I have a question about a theorem and example in Hartshorne's "Deformation Theory" p. 65. The theorem reads:
Theorem 8.9 Let $Y_0$ be an ACM closed subscheme of codimension 2 of $X_0=\mathbb{P}^n_k$, and assume $\dim Y_0\ge1$. Using notation (6.1) [note: this means we have an exact sequence $$0\to J\to C'\to C\to0$$ where $C$ and $C'$ are local Artin rings with residue field $k$ and $J$ is an ideal with $\mathfrak{m}_{C'}J=0$], suppose we are given a closed subscheme $Y$ of $X=\mathbb{P}^n_C$, flat over $C$ and with $Y\times_Ck=Y_0$. Then:
(a) There is an $r\times(r+1)$ matrix $\varphi$ of homogeneous elements of $R=C[x_0,\ldots,x_n]$ whose $r\times r$ minors $f_i$ generate the ideal $I$ of $Y$, and give a resolution $$0\to\bigoplus R(-b_i)\xrightarrow{\varphi}\bigoplus R(-a_i)\xrightarrow{f}R\to R/I\to0.$$
(b) For any lifting $\varphi'$ of $\varphi$ to $R'=C'[x_0,\ldots,x_n]$, taking $f'$ to be the $r\times r$ minors gives an exact sequence $$0\to\bigoplus R'(-b_i)\xrightarrow{\varphi'}\bigoplus R'(-a_i)\xrightarrow{f'}R'\to R'/I'\to0$$ and defines a closed subscheme $Y'$ of $X'=\mathbb{P}^n_{C'}$, flat over $C'$, with $Y'\times_{C'}C=Y$.
(c) Any lifting $Y'$ of $Y$ to $X'$, flat over $C'$ with $Y'\times_{C'}C=Y$, arises by lifting $\varphi$ as in (b).
This theorem is followed by:
Example 8.9.1 The conclusions of (8.9) are false in the case of a scheme $Y_0$ of dimension 0 in $\mathbb{P}^n$. For example, let $Y_0$ be a set of three collinear points in $\mathbb{P}^2$. Then there is a linear form in the ideal of $Y_0$. But as you deform the points in the direction of a set of three noncollinear points of $\mathbb{P}^2$, the linear form does not lift.
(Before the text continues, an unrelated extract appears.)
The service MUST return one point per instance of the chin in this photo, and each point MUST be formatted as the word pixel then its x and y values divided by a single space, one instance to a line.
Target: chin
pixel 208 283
So the deformations of $Y_0$ cannot all be obtained by lifting the elements of the corresponding matrix $\varphi$.
I think I understand why this is a counterexample in dimension 0. Now suppose we replace this $Y_0$ with the cone over $Y_0$ in $\mathbb{P}^3$. Now it has dimension 1, and is still ACM of codimension 2, so (8.9) applies. Yet it seems like the argument in (8.9.1) still works. Instead of three collinear points, we have three coplanar coincident lines, so there is a linear form in the ideal of the lines. Yet if we deform in the direction of three noncoplanar lines, still coincident at the cone point (just take the cone over the deformation from (8.9.1)), the linear form does not lift. But this would be a counterexample to the theorem. What is wrong with this argument?
I figured out the mistake. The point is that the you can no longer deform the three coplanar lines in the direction of three noncoplanar lines because this is not a flat family. In fact, part of Exercise III.9.5 in Hartshorne's "Algebraic Geometry" is to show that the cone over a flat family is not necessarily flat.
In this case, we can find a flat family $X$ of subschemes of $\mathbb{P}^2_k$ over the base $\mathbb{A}^1_k$ such that the fiber over $0$ consists of three collinear points and every other fiber consists of three noncollinear points. If we let $X'$ be the restriction of $X$ to $\mathbb{A}^1\setminus\{0\}$, then the cone $C(X')$ will still be flat, because all the fibers have the same Hilbert polynomial. But the flat limit of $C(X')$ at $0$ has an embedded point at the cone point, which is not the same as the cone $C(X_0)$. Thus $C(X)$ is not a flat family.
For a concrete example, consider the family of ideals $I_t=(z(x-y),z(tx-z),y(tx-z))$. For $t\neq0$, this is the saturated ideal of the (noncollinear) points $(1:0:0)$, $(0:1:0)$, and $(1:1:t)$. The limit of this family is $I_0=(z(x,y,z),xy(x-y))$, whose vanishing locus consists of the three collinear points $(1:0:0)$, $(0:1:0)$, and $(1:1:t)$. But $I_0$ is not saturated (we can see this even without calculating $I_0$, as the saturated ideal of three collinear points should contain a linear form, while the ideals $I_t$ are generated by quadrics). This is not a problem in $\mathbb{P}^2_k$ where the ideal $(x,y,z)$ is irrelevant, but when we pass to the cone, the associated prime $(x,y,z)$ becomes an embedded point.